There are specific amendments in the Constitution that are driven to protect the rights of the accused. These amendments, such as clearly defining the scope and sequence of a search and seizure of property, as well as the rules governing arrests and criminal procedures help to protect the accused individuals in the country as well ensure that law enforcement officials are held to a higher standard for they are the standard. These laws are depended upon for those accused of crimes and govern the proceedings that determine the issue of guilt beyond a reasonable doubt. At the same time, even when these individuals are imprisoned, the 8th amendment helps to regulate the police's conduct in terms of application of punishment, preventing torture.
The 4th and 5th amendments are paramount in limiting police power for how they can treat suspects or those they arrest, or private citizens on the street. The 8th amendment also limits the use of force to what is considered "reasonable" for the situation a police officer finds him or herself in.
The Supreme Court, through its rulings over time, regulates the police by throwing out evidence gathered illegally, or as in the case of Miranda v. Arizona, freeing a suspect because he was not read his rights in a language he understood. They rule on acceptable police procedures, and what law enforcement actions are constitutional (wiretaps, surveillance, etc.)
The Bill of Rights, as interpreted by the Supreme Court and other courts, regulates the police by dictating to them what procedures they may and may not use in trying to apprehend suspects and gather evidence about them.
The most important part of the Bill of Rights in this regard is the 4th Amendment. Court interpretations of this amendment regulate when police need warrants to search people and property.
Another important amendment is the 5th Amendment. It is this amendment which gave rise to the famous Miranda case which requires police to read suspects their rights.
Neither Bill of Rights or the US supreme Court directly regulate the activities of police. The actual regulation of police, or for that matter, of any government institution or process are regulated by separate laws, rules and regulations, enacted separately for different fields.
The main purpose of the bill of rights is to ensure that such laws, rules and regulations do not violate the bill of rights. For example consider the fist clause of Bill of Rights forming the first amendment to the constitution. It says:
Congress shall make no law respecting an establishment of religion, or prohibiting the free exercise thereof; or abridging the freedom of speech, or of the press; or the right of the people peaceably to assemble, and to petition the Government for a redress of grievances.

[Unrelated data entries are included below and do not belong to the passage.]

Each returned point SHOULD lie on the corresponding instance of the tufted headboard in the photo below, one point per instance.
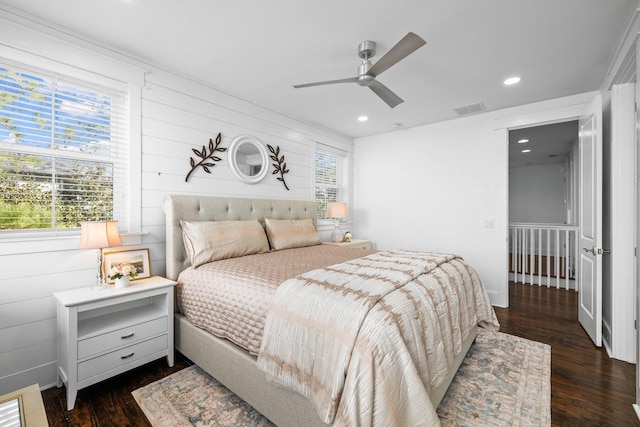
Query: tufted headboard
(210, 208)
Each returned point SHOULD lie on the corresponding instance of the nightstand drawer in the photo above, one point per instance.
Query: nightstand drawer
(124, 336)
(124, 356)
(366, 245)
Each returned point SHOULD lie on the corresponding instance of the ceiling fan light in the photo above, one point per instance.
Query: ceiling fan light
(512, 80)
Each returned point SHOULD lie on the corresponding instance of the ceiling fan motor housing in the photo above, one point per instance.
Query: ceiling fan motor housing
(367, 49)
(365, 79)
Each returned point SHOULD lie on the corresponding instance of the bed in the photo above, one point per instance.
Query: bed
(235, 366)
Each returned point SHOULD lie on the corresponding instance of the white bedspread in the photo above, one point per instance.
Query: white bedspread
(368, 339)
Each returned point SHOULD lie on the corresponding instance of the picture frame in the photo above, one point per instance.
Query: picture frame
(139, 258)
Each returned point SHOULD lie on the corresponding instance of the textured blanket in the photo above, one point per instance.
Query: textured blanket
(368, 339)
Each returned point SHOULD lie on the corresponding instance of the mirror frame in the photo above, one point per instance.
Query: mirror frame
(233, 163)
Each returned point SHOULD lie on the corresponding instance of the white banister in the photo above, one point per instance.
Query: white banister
(544, 250)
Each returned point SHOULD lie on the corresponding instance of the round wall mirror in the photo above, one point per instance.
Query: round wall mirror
(248, 159)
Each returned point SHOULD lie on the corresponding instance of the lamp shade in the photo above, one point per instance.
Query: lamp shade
(99, 234)
(337, 210)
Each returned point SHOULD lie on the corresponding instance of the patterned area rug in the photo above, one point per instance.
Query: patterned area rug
(503, 381)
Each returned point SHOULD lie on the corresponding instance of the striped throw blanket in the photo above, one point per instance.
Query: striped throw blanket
(366, 340)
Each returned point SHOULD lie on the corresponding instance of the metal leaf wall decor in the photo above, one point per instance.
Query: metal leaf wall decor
(206, 158)
(280, 166)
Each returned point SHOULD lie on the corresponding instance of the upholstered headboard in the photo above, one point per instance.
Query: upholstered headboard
(209, 208)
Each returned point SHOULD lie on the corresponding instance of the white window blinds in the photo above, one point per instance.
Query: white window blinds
(332, 166)
(63, 151)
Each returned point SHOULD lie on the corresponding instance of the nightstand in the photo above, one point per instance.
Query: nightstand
(105, 332)
(354, 243)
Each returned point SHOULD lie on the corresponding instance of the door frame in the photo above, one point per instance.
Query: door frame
(554, 111)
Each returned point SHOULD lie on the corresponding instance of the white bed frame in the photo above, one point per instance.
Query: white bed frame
(228, 363)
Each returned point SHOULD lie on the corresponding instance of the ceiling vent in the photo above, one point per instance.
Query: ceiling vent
(470, 109)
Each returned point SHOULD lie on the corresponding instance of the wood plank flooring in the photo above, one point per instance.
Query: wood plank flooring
(587, 388)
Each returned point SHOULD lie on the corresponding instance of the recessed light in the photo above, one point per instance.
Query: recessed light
(512, 80)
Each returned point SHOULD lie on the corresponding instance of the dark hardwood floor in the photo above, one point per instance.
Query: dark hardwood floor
(587, 387)
(110, 402)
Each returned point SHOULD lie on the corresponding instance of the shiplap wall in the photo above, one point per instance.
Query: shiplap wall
(177, 115)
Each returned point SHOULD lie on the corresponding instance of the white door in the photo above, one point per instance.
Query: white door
(590, 266)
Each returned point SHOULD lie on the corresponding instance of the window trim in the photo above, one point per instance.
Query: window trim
(346, 155)
(111, 74)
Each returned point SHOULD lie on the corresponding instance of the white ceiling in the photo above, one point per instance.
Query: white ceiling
(258, 49)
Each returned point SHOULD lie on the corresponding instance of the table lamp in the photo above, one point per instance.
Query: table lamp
(337, 210)
(99, 235)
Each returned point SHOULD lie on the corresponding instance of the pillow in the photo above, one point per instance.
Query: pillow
(206, 241)
(291, 233)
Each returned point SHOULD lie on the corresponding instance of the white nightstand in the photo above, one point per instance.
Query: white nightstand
(102, 333)
(354, 243)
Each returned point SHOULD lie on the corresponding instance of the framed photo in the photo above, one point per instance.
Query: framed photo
(139, 258)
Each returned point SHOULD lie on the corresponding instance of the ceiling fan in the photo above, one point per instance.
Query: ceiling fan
(367, 73)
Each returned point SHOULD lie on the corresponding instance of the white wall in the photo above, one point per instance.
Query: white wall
(177, 115)
(443, 187)
(537, 194)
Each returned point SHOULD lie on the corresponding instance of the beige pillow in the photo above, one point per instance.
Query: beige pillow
(206, 241)
(291, 233)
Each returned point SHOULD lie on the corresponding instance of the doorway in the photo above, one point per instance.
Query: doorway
(543, 188)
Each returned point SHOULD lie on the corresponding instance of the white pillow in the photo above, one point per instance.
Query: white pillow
(206, 241)
(291, 233)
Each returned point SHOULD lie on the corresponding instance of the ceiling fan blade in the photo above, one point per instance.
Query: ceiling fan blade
(405, 47)
(386, 94)
(328, 82)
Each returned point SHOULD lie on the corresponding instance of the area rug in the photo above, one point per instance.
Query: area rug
(503, 381)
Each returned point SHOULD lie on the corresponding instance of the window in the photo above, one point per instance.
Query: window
(331, 177)
(63, 151)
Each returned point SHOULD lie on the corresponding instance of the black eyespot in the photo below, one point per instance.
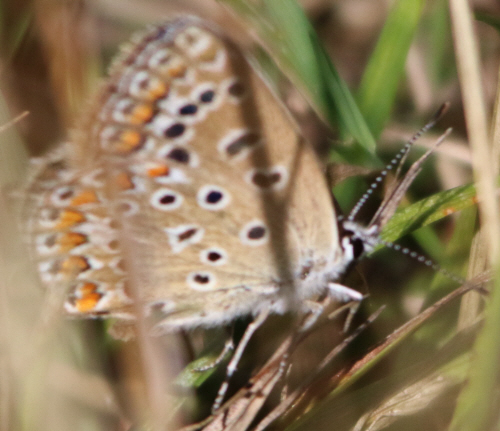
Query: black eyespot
(201, 279)
(167, 199)
(190, 109)
(213, 197)
(213, 256)
(187, 234)
(175, 130)
(257, 232)
(207, 96)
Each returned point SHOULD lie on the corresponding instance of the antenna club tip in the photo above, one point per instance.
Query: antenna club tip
(443, 109)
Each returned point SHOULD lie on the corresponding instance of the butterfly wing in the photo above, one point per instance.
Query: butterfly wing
(216, 205)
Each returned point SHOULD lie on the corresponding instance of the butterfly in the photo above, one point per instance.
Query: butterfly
(187, 189)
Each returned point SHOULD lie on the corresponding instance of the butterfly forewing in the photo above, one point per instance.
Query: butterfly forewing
(188, 183)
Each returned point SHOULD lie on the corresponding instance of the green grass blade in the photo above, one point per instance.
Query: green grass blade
(292, 42)
(428, 210)
(377, 91)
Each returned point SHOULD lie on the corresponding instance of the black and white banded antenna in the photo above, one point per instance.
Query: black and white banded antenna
(423, 260)
(398, 161)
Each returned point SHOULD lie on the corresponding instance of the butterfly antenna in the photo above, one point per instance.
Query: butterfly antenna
(423, 259)
(398, 160)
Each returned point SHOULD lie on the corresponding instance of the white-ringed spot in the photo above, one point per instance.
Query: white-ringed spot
(254, 233)
(213, 197)
(166, 200)
(201, 280)
(213, 256)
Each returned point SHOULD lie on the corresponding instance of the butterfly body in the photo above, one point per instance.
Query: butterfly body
(187, 189)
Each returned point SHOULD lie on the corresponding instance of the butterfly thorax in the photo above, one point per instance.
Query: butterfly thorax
(187, 189)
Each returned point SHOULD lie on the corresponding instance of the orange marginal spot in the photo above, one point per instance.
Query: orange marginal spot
(85, 197)
(158, 90)
(141, 114)
(89, 297)
(70, 240)
(70, 218)
(123, 181)
(208, 55)
(75, 264)
(129, 140)
(177, 71)
(158, 171)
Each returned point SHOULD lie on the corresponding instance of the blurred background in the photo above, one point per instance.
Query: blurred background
(395, 60)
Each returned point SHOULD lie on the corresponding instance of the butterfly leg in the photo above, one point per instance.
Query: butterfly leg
(228, 346)
(346, 294)
(233, 363)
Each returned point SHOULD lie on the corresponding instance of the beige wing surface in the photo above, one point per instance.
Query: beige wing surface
(217, 204)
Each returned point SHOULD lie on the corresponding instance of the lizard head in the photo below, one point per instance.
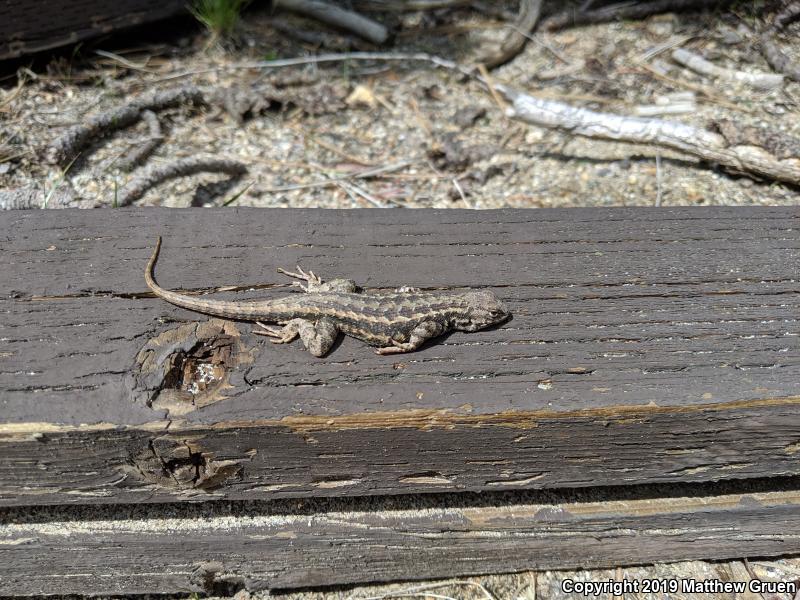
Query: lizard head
(483, 310)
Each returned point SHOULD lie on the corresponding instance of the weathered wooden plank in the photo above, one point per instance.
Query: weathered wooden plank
(645, 346)
(260, 545)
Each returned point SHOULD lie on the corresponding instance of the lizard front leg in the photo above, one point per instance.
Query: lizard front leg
(317, 336)
(419, 335)
(315, 284)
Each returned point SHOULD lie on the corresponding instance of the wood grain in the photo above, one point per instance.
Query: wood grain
(645, 346)
(260, 545)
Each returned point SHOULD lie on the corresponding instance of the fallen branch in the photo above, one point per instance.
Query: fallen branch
(338, 17)
(625, 10)
(697, 142)
(529, 11)
(697, 63)
(31, 196)
(68, 146)
(790, 13)
(156, 174)
(777, 59)
(146, 147)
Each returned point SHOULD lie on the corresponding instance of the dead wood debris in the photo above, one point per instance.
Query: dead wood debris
(32, 196)
(529, 11)
(695, 62)
(769, 46)
(789, 14)
(777, 59)
(64, 149)
(624, 10)
(776, 143)
(147, 146)
(156, 174)
(708, 145)
(338, 17)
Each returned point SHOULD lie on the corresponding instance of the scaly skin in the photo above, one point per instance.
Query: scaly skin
(396, 322)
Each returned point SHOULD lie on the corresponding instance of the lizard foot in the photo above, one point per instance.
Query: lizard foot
(313, 280)
(281, 335)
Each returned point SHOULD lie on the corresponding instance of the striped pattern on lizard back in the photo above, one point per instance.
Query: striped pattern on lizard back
(399, 321)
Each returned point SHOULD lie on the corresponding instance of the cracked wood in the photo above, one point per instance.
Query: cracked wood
(644, 347)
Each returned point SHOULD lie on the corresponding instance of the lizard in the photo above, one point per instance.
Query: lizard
(395, 322)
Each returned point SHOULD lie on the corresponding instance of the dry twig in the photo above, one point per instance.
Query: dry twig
(697, 63)
(529, 11)
(338, 17)
(624, 10)
(777, 59)
(156, 174)
(702, 143)
(66, 148)
(147, 146)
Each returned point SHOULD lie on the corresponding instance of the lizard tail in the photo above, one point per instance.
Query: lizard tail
(218, 308)
(148, 271)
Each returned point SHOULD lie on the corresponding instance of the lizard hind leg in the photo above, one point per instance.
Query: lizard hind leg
(315, 284)
(419, 335)
(317, 336)
(313, 281)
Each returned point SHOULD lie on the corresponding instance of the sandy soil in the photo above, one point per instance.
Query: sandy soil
(442, 140)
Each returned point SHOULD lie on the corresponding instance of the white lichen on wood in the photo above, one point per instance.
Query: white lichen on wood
(695, 141)
(156, 174)
(695, 62)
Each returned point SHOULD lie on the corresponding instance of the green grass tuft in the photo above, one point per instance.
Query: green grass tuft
(219, 16)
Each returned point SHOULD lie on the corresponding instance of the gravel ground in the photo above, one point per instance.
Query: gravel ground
(441, 141)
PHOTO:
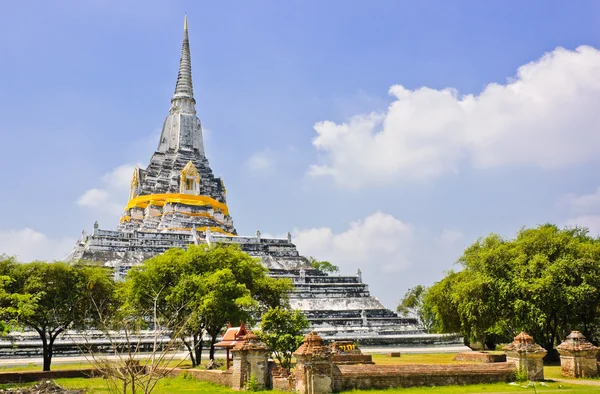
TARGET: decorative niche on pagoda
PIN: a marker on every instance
(178, 191)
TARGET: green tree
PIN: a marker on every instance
(324, 266)
(281, 330)
(413, 304)
(546, 281)
(53, 297)
(206, 287)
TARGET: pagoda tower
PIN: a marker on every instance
(176, 202)
(178, 191)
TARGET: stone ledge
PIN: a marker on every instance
(480, 357)
(34, 376)
(349, 377)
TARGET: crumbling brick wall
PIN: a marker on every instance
(349, 377)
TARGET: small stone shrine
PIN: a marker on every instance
(230, 339)
(250, 360)
(527, 356)
(578, 356)
(176, 201)
(314, 368)
(348, 352)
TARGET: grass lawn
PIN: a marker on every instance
(186, 385)
(190, 385)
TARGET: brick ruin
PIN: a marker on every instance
(527, 356)
(578, 357)
(177, 201)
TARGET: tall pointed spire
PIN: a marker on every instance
(184, 88)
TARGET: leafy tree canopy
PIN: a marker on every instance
(546, 281)
(206, 287)
(281, 331)
(53, 297)
(324, 266)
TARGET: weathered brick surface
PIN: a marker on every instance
(352, 359)
(348, 377)
(480, 357)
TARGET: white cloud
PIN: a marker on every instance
(585, 210)
(111, 197)
(546, 116)
(28, 245)
(449, 237)
(586, 203)
(592, 222)
(260, 161)
(380, 241)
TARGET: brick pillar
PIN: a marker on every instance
(578, 357)
(314, 367)
(250, 359)
(527, 356)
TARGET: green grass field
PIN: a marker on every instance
(189, 385)
(181, 385)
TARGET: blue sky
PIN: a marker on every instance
(368, 129)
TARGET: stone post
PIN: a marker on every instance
(527, 356)
(250, 359)
(314, 368)
(578, 357)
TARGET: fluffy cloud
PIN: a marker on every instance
(592, 222)
(586, 203)
(546, 116)
(380, 241)
(28, 245)
(586, 211)
(111, 197)
(449, 237)
(259, 161)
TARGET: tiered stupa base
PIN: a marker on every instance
(338, 307)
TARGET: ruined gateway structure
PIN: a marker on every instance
(177, 201)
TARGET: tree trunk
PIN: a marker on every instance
(213, 340)
(198, 342)
(45, 350)
(190, 351)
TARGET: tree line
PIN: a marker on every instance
(195, 292)
(545, 281)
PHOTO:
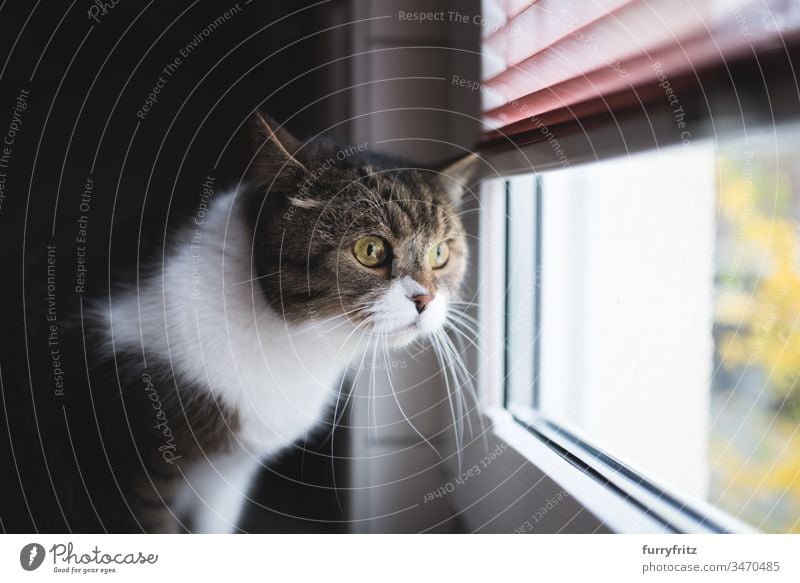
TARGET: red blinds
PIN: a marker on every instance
(544, 61)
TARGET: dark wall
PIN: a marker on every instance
(82, 84)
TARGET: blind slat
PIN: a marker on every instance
(617, 50)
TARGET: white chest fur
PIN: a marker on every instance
(202, 314)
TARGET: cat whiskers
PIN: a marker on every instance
(397, 400)
(457, 363)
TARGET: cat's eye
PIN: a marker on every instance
(370, 251)
(438, 254)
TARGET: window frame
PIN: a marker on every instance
(624, 499)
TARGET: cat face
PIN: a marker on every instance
(342, 238)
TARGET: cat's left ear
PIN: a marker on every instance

Also the function of supreme court, in relation to bill of rights is to decide if any action by government or any law passed by the it violates the bill of rights. This is also done by supreme court only when referred it following the laid down procedures. In deciding on such matters, the supreme court also interprets the provisions of law that are open to ambiguity. For example, the fifth amendment uses the term "due process of law", which can be interpreted to mean different things by different people. Supreme court interprets and clarifies such provisions of bills of rights as and when required.